Il contesto

La prima lettura racconta intrighi di potere, usurpazione e restaurazione dell'alleanza. Il Vangelo scende nel luogo più personale della stessa domanda: che cosa custodiamo come tesoro? Non tutto ciò che possediamo è male, ma tutto ciò che assolutizziamo comincia a possederci.

La parafrasi

Gesù parla di tesori esposti a tarme, ruggine e ladri. Non sta facendo poesia contro la materia. Sta ricordando che ogni sicurezza terrena, quando viene trattata come assoluta, è fragile. Il problema non è avere cose, casa, lavoro, strumenti, memoria. Il problema è depositare lì il cuore come se da lì venisse la salvezza. Il cuore segue il tesoro: questa è una legge spirituale durissima. Ciò che proteggo a ogni costo, ciò che temo di perdere più di Dio, ciò che definisce la mia identità, finisce per educare il mio sguardo. Per questo Gesù aggiunge l'immagine dell'occhio come lampada del corpo.

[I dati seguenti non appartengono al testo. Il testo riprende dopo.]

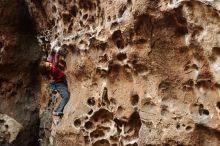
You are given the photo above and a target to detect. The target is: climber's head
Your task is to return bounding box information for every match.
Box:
[40,62,52,75]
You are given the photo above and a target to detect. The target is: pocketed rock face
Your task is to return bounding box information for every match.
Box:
[0,0,40,146]
[27,0,220,146]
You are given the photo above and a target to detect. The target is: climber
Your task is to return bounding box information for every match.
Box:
[40,45,70,116]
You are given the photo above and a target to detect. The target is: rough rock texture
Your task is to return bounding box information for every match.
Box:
[17,0,220,146]
[0,0,40,146]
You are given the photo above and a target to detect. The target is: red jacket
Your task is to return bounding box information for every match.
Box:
[47,50,65,82]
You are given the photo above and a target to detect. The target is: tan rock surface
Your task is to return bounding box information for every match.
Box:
[27,0,220,146]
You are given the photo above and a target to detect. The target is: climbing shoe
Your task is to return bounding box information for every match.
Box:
[53,111,63,116]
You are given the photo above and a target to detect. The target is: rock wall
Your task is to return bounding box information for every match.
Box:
[24,0,220,146]
[0,0,40,146]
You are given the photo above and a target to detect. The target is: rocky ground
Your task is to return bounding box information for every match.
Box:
[0,0,220,146]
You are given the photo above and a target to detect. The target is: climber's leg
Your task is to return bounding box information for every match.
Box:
[54,78,70,113]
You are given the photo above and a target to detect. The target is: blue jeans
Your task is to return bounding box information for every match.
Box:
[49,77,70,112]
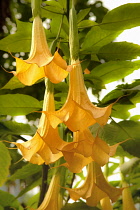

Non vediamo mai in modo neutro. Il desiderio illumina o oscura. Se il tesoro è malato, anche lo sguardo diventa doppio, sospettoso, incapace di riconoscere il bene.

La cosa che non ti hanno spiegato

Nel mondo biblico il cuore non indica solo emozione, ma il centro della persona: memoria, volontà, intelligenza, decisione. Dire che il cuore sta dove sta il tesoro significa dire che il culto reale della vita non sempre coincide con le parole religiose che pronunciamo.

Una domanda aperta

Quale perdita temo così tanto da capire dove ho davvero messo il cuore?